Über einen längeren Zeitraum hat ein 25-jähriger, deutlich alkoholisierter Mann die Polizei am Dienstagnachmittag in Markdorf beschäftigt. Gegen 15 Uhr war der Betrunkene zum ersten Mal aufgefallen, als er in einer Asylbewerberunterkunft zusammen mit einem offenbar befreundeten Bewohner aggressiv gegenüber einer Mitarbeiterin des Landratsamtes auftrat und sich nach Aufforderung zunächst weigerte, das Gebäude zu verlassen. Das teilt die Polizei mit. Noch vor Eintreffen der verständigten Streife entfernte sich der Störer jedoch in unbekannte Richtung.

Mann pöbelt Laden-Personal an

Kurz nach 15.30 Uhr fiel derselbe Betrunkene in einem Lebensmitteldiscounter in der Rudolf-Diesel-Straße auf, wie er Besucher und Personal des Ladens anpöbelte. Auch hier war der 25-Jährige verschwunden, bevor die Polizei vor Ort eintraf. Nachdem der Mann aber in dem Lebensmittelmarkt bekannt war, wurde er entsprechend identifiziert.
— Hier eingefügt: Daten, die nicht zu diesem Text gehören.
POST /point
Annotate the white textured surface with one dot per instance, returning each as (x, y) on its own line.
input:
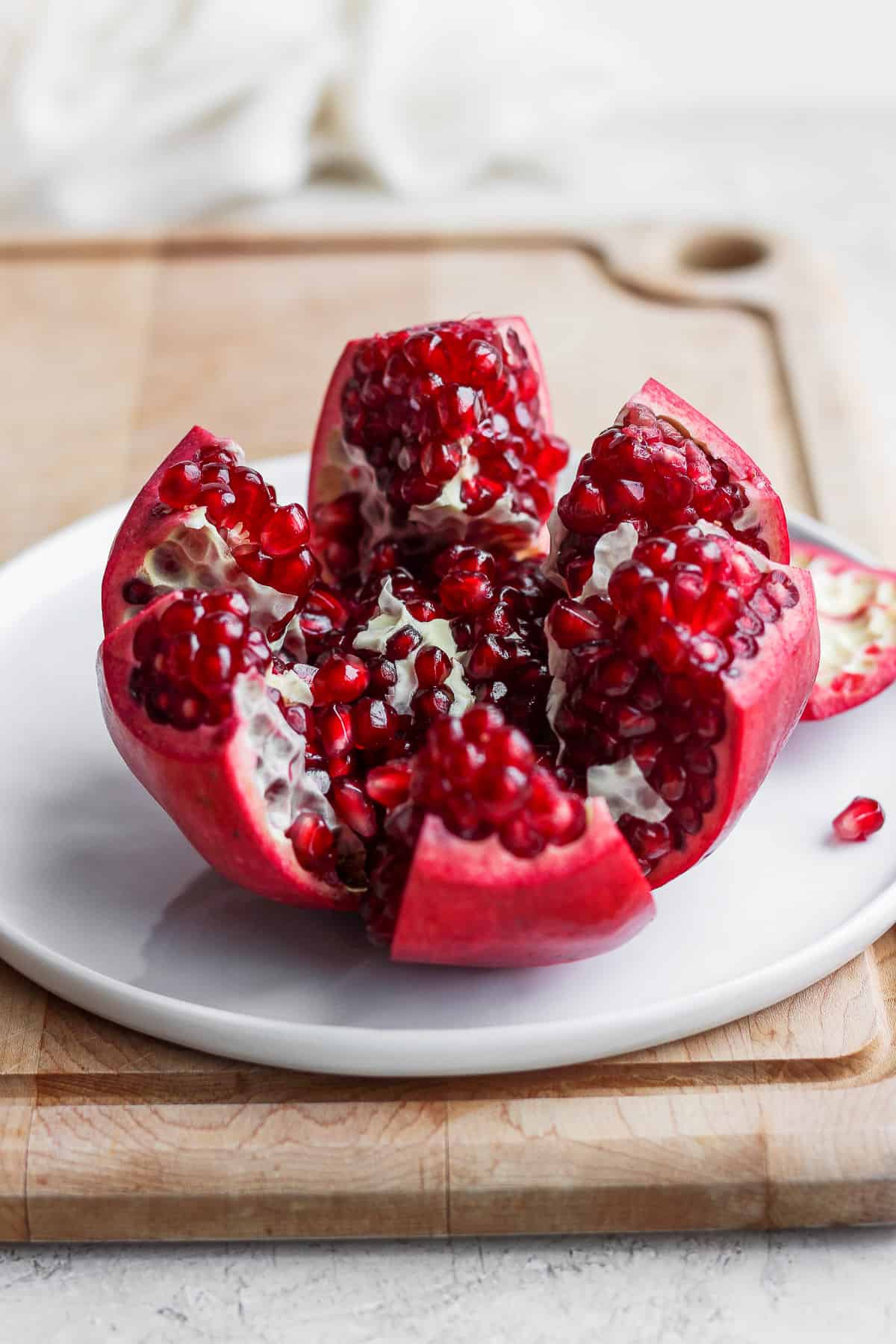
(830, 178)
(738, 1289)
Gegen 16 Uhr erreichte die Polizei der nächste Notruf, nachdem es vor einer Gaststätte in der Hauptstraße zu einer Beleidigung seitens des 25-Jährigen gekommen war.

Nachdem er zunächst Passanten anpöbelte und ihn der Wirt daraufhin zur Rede stellte, spuckte er diesem ins Gesicht und warf ihm eine leere Glasflasche vor die Füße, teilt die Polizei weiter mit. Hier verschwand er ebenfalls vor Eintreffen der alarmierten Streifenwagenbesatzung, fiel jedoch kurz nach 16.30 Uhr in der Poststraße auf, wie er ein dort abgestelltes, unverschlossenes Fahrrad entwendete und damit davonfuhr. Im Rahmen der Fahndung konnte der Mann samt Fahrrad in der Brunnenstraße vorläufig festgenommen werden.

Betrunken auf dem Rad unterwegs

Da der 25-Jährige nach Zeugenaussagen auch in betrunkenem Zustand mit dem Rad fuhr, wurde er zum Zwecke einer Blutentnahme in ein Krankenhaus gebracht. Gegen den Transport sowie die Maßnahme selbst wehrte er sich massiv, weswegen er durch mehrere Beamte fixiert werden musste. Während des gesamten Einsatzes beleidigte er die Polizeibeamten unentwegt.

Nachdem sich der 25-Jährige auch nach Abschluss der polizeilichen Maßnahmen nicht beruhigen ließ und sich mutmaßlich in einem psychischen Ausnahmezustand befand, wurde er unter Polizeibegleitung in ein Fachkrankenhaus eingeliefert. Er gelangt nun wegen einer ganzen Reihe an Delikten zur Anzeige.